The deal will give noteholders 94 percent of the equity in YRC, news that sent shares down to all-time low of 80 cents early Thursday.
We do not believe there is equity value that remains in the company, supporting our $0 price target, said Baird U.S. Equity Research analyst Jon Langenfeld in a note to investors.
YRC said Thursday that holders of 88 percent of the company's outstanding notes had agreed to the swap, including 70 percent of YRC's 8-1/2 percent notes. It was that group of noteholders who had been holding up the exchange, and who have been publicly pressured in recent days by the company's union to agree to the deal.
On Wednesday, YRC had warned that if enough noteholders did not agree to the swap it might need to file for bankruptcy.
The diminished fears over a near-term bankruptcy filing triggered brisk options action in YRC January $1 puts Thursday.
YRC shares at mid-morning were off 14 percent at 85 cents. YRC rivals, including Arkansas Best Corp , Con-way Inc , and Old Dominion Freight Line fell more than 8 percent on the news of fresh life for YRC.
YRC has been working to restructure for over a year and hinged much of its hopes on relieving itself of $536.8 million owed to its bondholders. The successful exchange of $470 million in notes leaves YRC still facing more than $66 million it will need to come up with to make remaining noteholders whole.
But the debt relief is enough to appease anxious lenders and give the company more time to restructure.
The success of this note exchange marks a major turning point for YRC Worldwide, said YRC CEO Bill Zollars in a statement. With our significantly restructured balance sheet and enhanced liquidity, we will move forward from a more solid financial foundation.

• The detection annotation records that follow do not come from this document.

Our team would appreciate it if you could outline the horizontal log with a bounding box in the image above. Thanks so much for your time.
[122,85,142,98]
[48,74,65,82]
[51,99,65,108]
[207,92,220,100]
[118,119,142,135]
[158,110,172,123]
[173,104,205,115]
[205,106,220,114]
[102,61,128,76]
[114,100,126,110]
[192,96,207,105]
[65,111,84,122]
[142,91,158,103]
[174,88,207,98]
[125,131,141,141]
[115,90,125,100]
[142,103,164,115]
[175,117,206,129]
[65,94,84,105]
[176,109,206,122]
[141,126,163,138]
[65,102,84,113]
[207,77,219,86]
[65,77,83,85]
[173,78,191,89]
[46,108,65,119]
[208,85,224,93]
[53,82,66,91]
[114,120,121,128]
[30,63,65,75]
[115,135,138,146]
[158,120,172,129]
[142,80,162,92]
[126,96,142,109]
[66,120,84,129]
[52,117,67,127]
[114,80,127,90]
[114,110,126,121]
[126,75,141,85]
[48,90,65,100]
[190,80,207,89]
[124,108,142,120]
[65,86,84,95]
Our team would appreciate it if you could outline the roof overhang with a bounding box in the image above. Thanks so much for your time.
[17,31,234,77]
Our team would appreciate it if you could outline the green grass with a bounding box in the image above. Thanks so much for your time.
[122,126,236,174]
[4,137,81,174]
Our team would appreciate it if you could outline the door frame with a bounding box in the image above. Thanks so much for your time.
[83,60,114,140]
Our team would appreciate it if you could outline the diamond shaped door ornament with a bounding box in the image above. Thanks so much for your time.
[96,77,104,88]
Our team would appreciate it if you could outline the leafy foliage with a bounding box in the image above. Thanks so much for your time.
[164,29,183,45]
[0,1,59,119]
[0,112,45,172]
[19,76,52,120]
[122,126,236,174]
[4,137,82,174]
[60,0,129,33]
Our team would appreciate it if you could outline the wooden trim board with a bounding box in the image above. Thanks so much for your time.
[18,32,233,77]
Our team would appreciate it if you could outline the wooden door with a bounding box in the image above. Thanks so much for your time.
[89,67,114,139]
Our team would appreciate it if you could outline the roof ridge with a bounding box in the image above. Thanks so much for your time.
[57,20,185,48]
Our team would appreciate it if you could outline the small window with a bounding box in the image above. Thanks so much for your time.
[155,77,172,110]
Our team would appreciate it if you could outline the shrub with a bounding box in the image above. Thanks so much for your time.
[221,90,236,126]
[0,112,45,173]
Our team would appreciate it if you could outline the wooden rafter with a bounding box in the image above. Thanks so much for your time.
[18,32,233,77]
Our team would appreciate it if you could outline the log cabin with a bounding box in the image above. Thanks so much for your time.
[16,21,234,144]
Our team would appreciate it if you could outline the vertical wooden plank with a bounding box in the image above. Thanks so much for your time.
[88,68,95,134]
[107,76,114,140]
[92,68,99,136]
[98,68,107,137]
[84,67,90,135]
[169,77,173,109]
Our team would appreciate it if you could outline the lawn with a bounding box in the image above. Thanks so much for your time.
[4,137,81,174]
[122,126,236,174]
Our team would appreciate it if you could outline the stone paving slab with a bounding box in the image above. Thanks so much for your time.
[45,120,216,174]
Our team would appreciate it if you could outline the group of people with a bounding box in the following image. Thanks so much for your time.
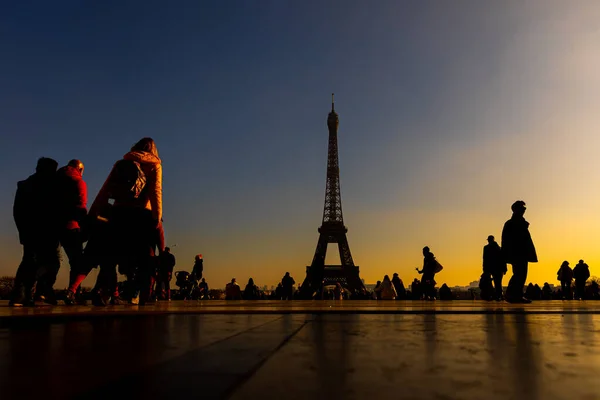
[479,200,590,303]
[10,167,590,306]
[225,272,296,300]
[10,138,175,306]
[556,260,590,300]
[373,246,444,300]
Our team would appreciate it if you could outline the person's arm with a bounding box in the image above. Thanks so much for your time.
[150,164,162,223]
[88,167,115,217]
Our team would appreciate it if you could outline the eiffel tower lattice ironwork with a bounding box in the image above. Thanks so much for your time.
[301,94,364,298]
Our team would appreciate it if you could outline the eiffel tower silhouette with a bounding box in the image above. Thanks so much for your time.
[301,93,364,298]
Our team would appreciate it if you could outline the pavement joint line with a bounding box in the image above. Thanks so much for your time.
[223,319,313,399]
[77,316,283,398]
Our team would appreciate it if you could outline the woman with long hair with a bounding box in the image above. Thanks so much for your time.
[90,137,164,305]
[375,275,398,300]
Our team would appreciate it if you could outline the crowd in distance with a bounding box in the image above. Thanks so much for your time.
[9,138,598,307]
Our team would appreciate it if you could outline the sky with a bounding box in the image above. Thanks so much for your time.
[0,0,600,288]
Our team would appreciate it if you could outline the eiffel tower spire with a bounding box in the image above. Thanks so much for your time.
[323,93,344,225]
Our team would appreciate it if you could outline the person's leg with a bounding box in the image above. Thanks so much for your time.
[60,229,87,293]
[507,261,528,300]
[493,273,504,300]
[10,245,37,306]
[164,272,173,301]
[36,239,60,305]
[576,281,585,300]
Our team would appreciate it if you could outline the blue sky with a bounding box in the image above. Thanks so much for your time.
[0,0,600,286]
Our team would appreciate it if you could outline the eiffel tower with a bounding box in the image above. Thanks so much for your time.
[301,94,364,298]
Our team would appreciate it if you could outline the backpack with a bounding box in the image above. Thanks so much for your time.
[111,160,146,201]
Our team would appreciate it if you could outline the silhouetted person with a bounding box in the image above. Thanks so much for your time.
[440,283,452,300]
[410,278,423,300]
[502,200,537,303]
[392,273,406,300]
[192,254,204,281]
[573,260,590,300]
[281,272,296,300]
[156,247,176,300]
[542,282,552,300]
[333,282,344,300]
[90,138,162,305]
[275,282,283,300]
[46,160,89,305]
[225,278,242,300]
[533,283,542,300]
[525,282,535,300]
[198,278,210,299]
[556,261,573,300]
[9,157,60,307]
[483,235,506,300]
[375,275,398,300]
[373,281,381,300]
[590,281,600,300]
[244,278,260,300]
[479,272,497,301]
[417,246,441,300]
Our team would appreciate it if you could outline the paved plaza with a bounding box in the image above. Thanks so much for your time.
[0,301,600,400]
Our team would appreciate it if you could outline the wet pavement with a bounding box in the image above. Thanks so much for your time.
[0,302,600,400]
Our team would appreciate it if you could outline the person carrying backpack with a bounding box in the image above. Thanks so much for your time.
[89,138,164,305]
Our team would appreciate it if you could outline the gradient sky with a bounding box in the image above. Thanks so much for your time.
[0,0,600,288]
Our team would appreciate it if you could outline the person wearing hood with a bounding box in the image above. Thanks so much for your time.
[9,157,60,307]
[416,246,441,300]
[190,254,204,281]
[375,275,398,300]
[48,160,89,305]
[573,260,590,300]
[90,137,164,305]
[244,278,260,300]
[502,200,538,303]
[556,261,573,300]
[392,273,406,300]
[483,235,507,301]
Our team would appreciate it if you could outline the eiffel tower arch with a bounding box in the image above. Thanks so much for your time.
[301,95,364,299]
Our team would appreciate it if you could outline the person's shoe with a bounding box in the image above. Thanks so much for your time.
[8,299,35,307]
[506,297,531,304]
[92,293,106,307]
[40,291,58,306]
[110,297,127,306]
[65,290,75,306]
[76,296,87,306]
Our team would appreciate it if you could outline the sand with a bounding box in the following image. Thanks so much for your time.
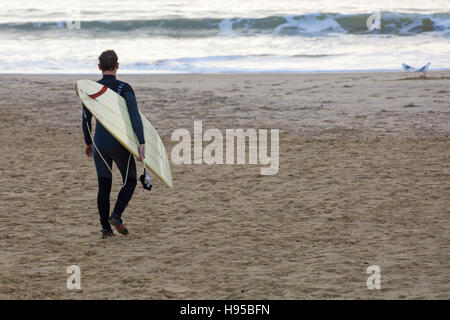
[0,72,450,299]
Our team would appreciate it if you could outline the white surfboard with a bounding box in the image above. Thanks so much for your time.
[77,80,173,188]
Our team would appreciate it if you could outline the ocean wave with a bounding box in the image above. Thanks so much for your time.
[0,12,450,37]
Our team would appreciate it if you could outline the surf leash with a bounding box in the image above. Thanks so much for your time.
[139,165,152,191]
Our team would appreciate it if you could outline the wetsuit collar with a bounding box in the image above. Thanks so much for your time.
[102,74,116,79]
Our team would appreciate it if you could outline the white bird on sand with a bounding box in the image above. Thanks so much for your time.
[402,62,431,77]
[402,63,415,72]
[416,62,431,75]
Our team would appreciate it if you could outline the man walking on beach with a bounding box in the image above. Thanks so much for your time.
[76,50,145,239]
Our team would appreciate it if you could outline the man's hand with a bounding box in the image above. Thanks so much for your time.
[85,144,94,158]
[137,143,145,161]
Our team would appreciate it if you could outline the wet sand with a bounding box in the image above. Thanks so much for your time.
[0,72,450,299]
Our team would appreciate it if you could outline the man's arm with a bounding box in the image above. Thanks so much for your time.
[81,105,92,146]
[124,91,145,144]
[123,87,145,161]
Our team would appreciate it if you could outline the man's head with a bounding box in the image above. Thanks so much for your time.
[98,50,119,75]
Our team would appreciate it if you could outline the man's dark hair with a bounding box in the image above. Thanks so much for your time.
[98,50,119,71]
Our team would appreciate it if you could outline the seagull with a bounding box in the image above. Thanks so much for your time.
[402,63,415,72]
[416,62,431,77]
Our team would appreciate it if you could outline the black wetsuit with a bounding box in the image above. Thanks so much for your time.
[82,75,145,230]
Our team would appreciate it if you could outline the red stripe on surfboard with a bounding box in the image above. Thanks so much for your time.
[89,86,108,99]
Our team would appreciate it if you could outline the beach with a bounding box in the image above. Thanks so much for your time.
[0,69,450,299]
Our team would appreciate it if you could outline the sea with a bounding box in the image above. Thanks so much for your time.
[0,0,450,74]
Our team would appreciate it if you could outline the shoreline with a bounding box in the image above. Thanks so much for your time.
[0,72,450,300]
[0,68,450,76]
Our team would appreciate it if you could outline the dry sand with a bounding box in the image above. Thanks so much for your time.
[0,72,450,299]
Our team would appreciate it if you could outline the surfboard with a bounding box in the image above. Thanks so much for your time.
[77,80,173,188]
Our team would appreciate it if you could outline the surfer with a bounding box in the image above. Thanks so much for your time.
[76,50,145,239]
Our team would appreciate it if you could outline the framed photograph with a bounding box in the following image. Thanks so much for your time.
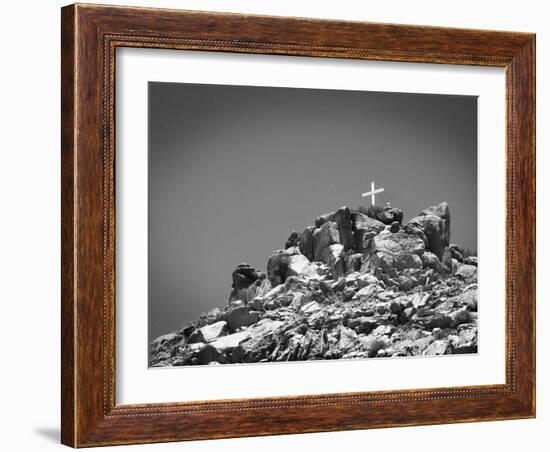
[61,4,535,447]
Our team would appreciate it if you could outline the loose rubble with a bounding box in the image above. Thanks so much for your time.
[150,202,478,367]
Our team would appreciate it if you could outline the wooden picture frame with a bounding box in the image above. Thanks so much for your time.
[61,4,535,447]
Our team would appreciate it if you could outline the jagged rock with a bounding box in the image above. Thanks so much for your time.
[357,273,379,289]
[408,202,452,259]
[267,247,320,287]
[338,326,358,352]
[421,251,445,275]
[353,284,380,300]
[285,231,301,249]
[410,293,430,309]
[421,202,451,245]
[229,263,259,301]
[149,200,478,367]
[315,206,354,250]
[298,226,315,261]
[224,306,259,331]
[377,206,403,225]
[449,245,464,263]
[351,212,384,252]
[320,244,345,278]
[345,253,363,272]
[390,221,401,234]
[313,221,340,261]
[455,264,477,280]
[374,232,424,257]
[374,232,424,277]
[189,320,229,343]
[422,340,449,356]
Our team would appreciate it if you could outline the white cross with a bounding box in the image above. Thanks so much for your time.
[362,182,384,206]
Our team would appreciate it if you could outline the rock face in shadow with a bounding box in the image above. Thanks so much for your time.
[150,202,478,367]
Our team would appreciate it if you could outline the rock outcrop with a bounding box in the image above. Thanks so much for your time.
[150,202,478,366]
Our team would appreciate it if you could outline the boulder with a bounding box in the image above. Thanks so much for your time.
[377,206,403,225]
[345,253,363,273]
[374,232,425,257]
[351,212,384,252]
[421,251,445,275]
[319,244,345,278]
[285,231,301,249]
[298,226,315,261]
[390,221,401,233]
[449,245,464,263]
[209,331,250,364]
[224,306,259,331]
[315,206,354,250]
[194,320,229,342]
[374,232,424,270]
[408,202,451,259]
[338,326,358,352]
[313,221,340,261]
[455,264,477,280]
[229,263,259,301]
[420,201,451,244]
[422,340,450,356]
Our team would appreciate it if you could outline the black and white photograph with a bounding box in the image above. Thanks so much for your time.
[148,82,478,368]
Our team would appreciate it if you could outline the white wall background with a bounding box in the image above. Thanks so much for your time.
[0,0,550,452]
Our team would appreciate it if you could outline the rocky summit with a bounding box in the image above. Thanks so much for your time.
[150,202,478,367]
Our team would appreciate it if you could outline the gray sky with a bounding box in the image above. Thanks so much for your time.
[149,83,477,339]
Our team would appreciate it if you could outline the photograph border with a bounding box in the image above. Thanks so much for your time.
[61,4,535,447]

Under the terms of the swap, YRC said it will issue to tendering noteholders approximately 37 million shares of common stock and 4.346 million shares of Class A convertible preferred stock which, together on an as-if converted basis, will represent approximately 94 percent of the company's total issued and outstanding common stock.
YRC said it will now be able to defer $19 million of fourth-quarter lender interest and fees, and will have access to $159.8 million in revolver reserves. As well, YRC said it expects to defer additional lender interest and fees of $20 to $25 million per quarter during 2010.
While analysts welcomed the news, they warned that the company is still not on solid footing, and faces many challenges, including recovering customers who fled to lower-priced, more stable competitors, and stemming a cash bleed.
YRC may have dodged the bullet in the short term but longer term, uncertainty remains over the fate of the company, said WhatsTrading.com option strategist Frederic Ruffy.
YRC, which is the largest U.S. trucking firm handling smaller, or less-than-truckload shipments, has laid off thousands of workers and cut deals with labor and lenders over the last year trying to survive a downturn in the economy and a heavy debt load tied to a string of acquisitions.